Model_evaluation_scripts folder
The Model_evaluation_scripts folder contains all the code used to generate the model evaluation results shown in the paper.
Python scripts
- n001_Predict_eval.py: Runs predictions on 1 million validation observations.
- n002_Copenhagen_burial.py: Runs predictions on 200 observations from the Copenhagen Burial Records from Link Lives
- n003_Training_ship_data.py: Runs predictions on 200 observations of parent's occupations from the Indefatigable training ship
- n004_Dutch_familiegeld.py: Runs predictions on 200 observations of occupations in the Dutch familiegeld
- n005_Swedish_strikes.py: Runs predictions on 200 observations of the profession of Swedish strikes
R scripts
- 000_Functions.R: Contains functions used in evaluation.
- 001_Generate_eval_stats.R: Generates accuracy, precision, etc. for validation data across various subgroups.

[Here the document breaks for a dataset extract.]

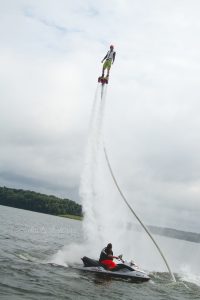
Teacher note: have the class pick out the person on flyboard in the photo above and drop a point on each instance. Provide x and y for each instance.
(109, 60)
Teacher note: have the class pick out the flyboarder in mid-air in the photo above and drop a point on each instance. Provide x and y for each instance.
(109, 60)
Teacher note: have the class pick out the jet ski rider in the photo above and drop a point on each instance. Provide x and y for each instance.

- 002_Nature_of_mistakes.R: Returns plots and statistics which generate insights into the nature of mistakes, when OccCANINE disagrees with the validaiton data.

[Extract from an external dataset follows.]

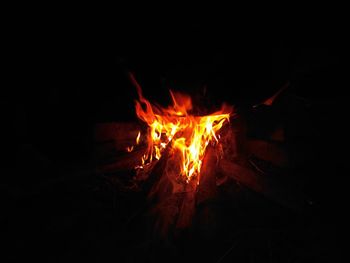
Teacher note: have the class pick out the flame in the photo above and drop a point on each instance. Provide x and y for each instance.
(187, 135)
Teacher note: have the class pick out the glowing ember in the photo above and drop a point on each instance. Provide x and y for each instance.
(186, 135)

- 101_Eval_illustrations.R: Generates most of the illustrations and statistics shown in the paper.
- 102_Embeddings_visualisation.R: This makes the embedding t-sne illustrations.
Data Cleaning
Scripts for data cleaning are located in 'Data_cleaning_scripts' and should be run in numeric order as indicated by the script names.
- 000_Function.R: Contains functions shared across all data cleaning scripts.
- 001_Assets_for_cleaning.R: Generates assets for data cleaning, such as the encoding of HISCO to a 1 to N encoding.
- 00[x]_...R (where x>1): Cleans individual data sources, saving one file 'Clean_....Rdata' for each source.
- 101_Train_test_val_split.R: Ensures consistency and saves training, validation, and test data.
Data Cleaning Process
- Sanity Check: Manual verification of data content and consistency.
- Extracting Relevant Data: Extraction of relevant variables, keeping both 'raw' and 'cleaned' occupational descriptions as separate observations when available.
- Combinations: Synthetic creation of descriptions representing more than one occupation by combining descriptions with the respective language's word for 'and'.
- Filtering: Removal of observations with invalid HISCO codes based on the 'hisco' R library.
Structure of Training Data
The training data is structured with variables including the year of observation, a unique ID for every observation, the occupational description string, HISCO codes, integer codes for HISCO, the language of the description, and a string indicating the data split (train, val1, val2, or test).